Gonsalves, who is 76 years old, has the expectation that during his lifetime he would be able to see the cutting of the umbilical cord that connects his nation and the British monarchy, putting an end to what he considers to be an absurdity. In addition to this, he is requesting an apology from the government of the United Kingdom for the wrongs that were done in the past in reference to slavery.
The cutting the cord
Gonsalves expressed his desire for the end of Saint Vincent and the Grenadines’ ties with the British monarchy during an interview with BBC Radio 4’s The World At One program. He said, “It’s something that I’m hoping to see consummated, the severing of the umbilical cord between our country and the British monarch.” Saint Vincent and the Grenadines will continue to be a part of the Commonwealth despite the fact that King Charles is aware of this fact and that we have had friendly conversations about it.
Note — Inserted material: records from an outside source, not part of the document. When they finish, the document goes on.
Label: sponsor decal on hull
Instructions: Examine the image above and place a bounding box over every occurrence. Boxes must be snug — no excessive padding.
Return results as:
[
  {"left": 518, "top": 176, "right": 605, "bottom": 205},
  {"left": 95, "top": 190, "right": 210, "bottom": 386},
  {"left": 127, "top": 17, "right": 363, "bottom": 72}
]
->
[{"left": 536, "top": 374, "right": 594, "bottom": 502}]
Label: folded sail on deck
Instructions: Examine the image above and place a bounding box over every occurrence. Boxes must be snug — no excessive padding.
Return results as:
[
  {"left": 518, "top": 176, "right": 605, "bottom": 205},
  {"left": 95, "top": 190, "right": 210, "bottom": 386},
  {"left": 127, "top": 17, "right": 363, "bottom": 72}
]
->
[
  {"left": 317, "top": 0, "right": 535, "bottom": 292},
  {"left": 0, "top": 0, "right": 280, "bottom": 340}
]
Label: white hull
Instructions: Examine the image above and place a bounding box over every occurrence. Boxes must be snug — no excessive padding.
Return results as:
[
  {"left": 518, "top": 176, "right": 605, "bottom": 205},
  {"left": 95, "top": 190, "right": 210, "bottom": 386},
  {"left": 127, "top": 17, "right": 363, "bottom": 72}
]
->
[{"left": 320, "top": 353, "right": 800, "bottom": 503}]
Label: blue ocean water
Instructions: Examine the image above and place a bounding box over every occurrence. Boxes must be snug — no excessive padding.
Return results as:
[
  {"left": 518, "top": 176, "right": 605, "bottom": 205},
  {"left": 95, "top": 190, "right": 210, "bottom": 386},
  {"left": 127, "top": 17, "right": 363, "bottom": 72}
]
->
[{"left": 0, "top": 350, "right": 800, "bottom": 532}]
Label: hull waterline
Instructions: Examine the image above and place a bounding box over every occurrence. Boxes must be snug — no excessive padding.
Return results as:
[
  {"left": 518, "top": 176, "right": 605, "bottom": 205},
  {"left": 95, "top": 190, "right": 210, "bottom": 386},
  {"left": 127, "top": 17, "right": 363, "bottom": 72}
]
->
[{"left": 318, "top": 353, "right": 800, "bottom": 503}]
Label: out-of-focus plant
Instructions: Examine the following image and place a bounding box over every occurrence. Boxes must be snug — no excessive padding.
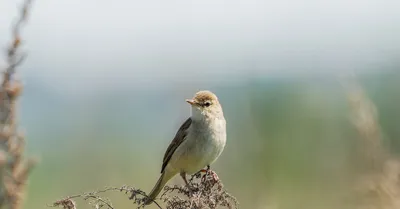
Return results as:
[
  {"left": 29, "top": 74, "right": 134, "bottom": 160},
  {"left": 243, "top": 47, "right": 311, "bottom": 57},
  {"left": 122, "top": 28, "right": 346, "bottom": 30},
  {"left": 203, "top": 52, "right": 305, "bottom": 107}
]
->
[{"left": 0, "top": 0, "right": 35, "bottom": 209}]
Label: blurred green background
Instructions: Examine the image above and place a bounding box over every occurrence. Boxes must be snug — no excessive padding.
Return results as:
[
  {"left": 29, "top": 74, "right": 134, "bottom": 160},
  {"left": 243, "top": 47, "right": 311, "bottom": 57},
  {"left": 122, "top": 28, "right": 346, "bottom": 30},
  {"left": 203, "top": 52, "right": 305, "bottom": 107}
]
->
[
  {"left": 21, "top": 73, "right": 400, "bottom": 209},
  {"left": 0, "top": 0, "right": 400, "bottom": 209}
]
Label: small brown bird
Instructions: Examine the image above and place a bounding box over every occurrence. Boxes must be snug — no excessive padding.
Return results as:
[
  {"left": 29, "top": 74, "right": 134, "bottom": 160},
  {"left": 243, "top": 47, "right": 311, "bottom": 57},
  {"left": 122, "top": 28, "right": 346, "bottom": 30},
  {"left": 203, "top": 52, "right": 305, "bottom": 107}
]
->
[{"left": 145, "top": 91, "right": 226, "bottom": 205}]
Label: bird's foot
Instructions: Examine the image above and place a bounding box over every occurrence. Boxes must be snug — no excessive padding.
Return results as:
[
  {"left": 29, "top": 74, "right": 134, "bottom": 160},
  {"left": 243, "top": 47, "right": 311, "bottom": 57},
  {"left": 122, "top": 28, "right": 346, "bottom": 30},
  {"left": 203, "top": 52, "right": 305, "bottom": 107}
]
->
[{"left": 200, "top": 167, "right": 219, "bottom": 182}]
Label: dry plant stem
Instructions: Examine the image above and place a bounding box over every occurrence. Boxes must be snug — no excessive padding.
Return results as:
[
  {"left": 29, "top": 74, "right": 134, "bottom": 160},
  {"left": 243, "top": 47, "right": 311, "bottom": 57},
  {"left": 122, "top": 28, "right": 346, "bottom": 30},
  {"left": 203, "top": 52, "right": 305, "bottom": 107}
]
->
[
  {"left": 50, "top": 186, "right": 162, "bottom": 209},
  {"left": 0, "top": 0, "right": 35, "bottom": 209},
  {"left": 348, "top": 82, "right": 387, "bottom": 171},
  {"left": 49, "top": 172, "right": 238, "bottom": 209}
]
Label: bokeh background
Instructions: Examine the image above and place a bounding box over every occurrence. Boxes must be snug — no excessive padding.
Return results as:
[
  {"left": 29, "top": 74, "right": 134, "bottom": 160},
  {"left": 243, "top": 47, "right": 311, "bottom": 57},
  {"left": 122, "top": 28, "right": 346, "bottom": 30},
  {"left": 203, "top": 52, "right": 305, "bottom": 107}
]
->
[{"left": 0, "top": 0, "right": 400, "bottom": 209}]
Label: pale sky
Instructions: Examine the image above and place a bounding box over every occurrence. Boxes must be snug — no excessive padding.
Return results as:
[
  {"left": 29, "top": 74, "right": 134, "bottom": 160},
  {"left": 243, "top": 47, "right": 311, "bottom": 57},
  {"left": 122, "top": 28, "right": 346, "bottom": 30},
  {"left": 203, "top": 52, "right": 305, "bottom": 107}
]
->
[{"left": 0, "top": 0, "right": 400, "bottom": 93}]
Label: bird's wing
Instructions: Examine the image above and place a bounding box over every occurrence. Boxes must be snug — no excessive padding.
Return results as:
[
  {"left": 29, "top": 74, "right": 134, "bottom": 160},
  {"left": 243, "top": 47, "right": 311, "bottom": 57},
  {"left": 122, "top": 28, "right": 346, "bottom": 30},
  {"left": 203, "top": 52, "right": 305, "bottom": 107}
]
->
[{"left": 161, "top": 118, "right": 192, "bottom": 173}]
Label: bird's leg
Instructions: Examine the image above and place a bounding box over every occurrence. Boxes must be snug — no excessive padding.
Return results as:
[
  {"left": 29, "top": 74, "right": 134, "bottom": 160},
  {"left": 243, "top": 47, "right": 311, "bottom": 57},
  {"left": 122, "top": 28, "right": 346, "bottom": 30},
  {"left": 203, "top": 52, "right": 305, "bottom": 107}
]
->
[
  {"left": 199, "top": 165, "right": 210, "bottom": 173},
  {"left": 181, "top": 172, "right": 190, "bottom": 188},
  {"left": 200, "top": 165, "right": 219, "bottom": 182}
]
A second leader in the Caribbean has called for an end to the monarchy
Since King Charles III was crowned, Gonsalves is the second Caribbean politician to call for the break of links with the monarchy. Gonsalves’s appeal comes less than a year after the crowning of King Charles III. Terrance Drew, the leader of the Labour Party of St. Kitts and Nevis, who won a quick election in August, stated that his nation “is not totally free” as long as King Charles is the head of state, which is an indication that the Eastern Caribbean country might be the next to become a republic.
An Apology for Any Wrongs Done in the Past
The demands made by Gonsalves and Drew to cut relations with the monarchy come at a time when there are rising requests for an apology from the government of the United Kingdom for historical wrongdoings done in relation to slavery. Buckingham Palace declared that King Charles III took the subject of slavery “profoundly seriously,” and cited his backing for a ground-breaking inquiry of the monarchy’s historical links with slavery as evidence.